Pitch Type Prediction in Major League Baseball

Abstract

This thesis was first conceived as an extension of previous research done in the realm of the "pitch prediction" problem, defined here as the process by which individuals competing in Major League Baseball contests decide which of their pitches they will throw in a given situation. Prior work suggests that binary classification (i.e. predicting whether an upcoming pitch will be a fastball or non-fastball) is possible, and thus, we hope to improve upon these accuracies and extend the research to multi-class classification systems as well. Since every pitcher is unique, rather than weighting all observations equally when attempting to make predictions for a specific individual, we instead introduce the idea of "similarity analysis" via kernel-weighting mechanisms, in which pitchers deemed comparable via some metric are leveraged more heavily during the training of our localized models.
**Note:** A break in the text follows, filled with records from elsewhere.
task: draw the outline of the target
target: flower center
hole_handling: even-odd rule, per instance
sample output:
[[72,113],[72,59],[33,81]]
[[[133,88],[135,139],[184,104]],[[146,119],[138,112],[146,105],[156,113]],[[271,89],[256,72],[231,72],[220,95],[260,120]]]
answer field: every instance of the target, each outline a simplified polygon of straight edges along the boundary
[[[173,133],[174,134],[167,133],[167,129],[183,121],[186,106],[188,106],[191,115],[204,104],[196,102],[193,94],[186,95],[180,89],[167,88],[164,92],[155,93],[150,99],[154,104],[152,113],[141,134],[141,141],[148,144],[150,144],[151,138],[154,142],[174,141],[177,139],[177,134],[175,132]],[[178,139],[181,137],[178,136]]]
To identify similar pitchers, we represent individuals as three-dimensional clouds of points based on the physical attributes of their pitches, then apply the Earth Mover's Distance algorithm to obtain a measure of distance before using unsupervised learning to cluster pitchers.

Despite our best attempts at classification (both binary and multi-class), we find that our models struggle to surpass the naive baselines set forth in prior research, suggesting that predicting pitch selection may be more difficult than previously reported. The thesis concludes by hypothesizing why our work may have yielded results differing from those of earlier authors while simultaneously examining the possibility of a link between pitcher predictability and performance.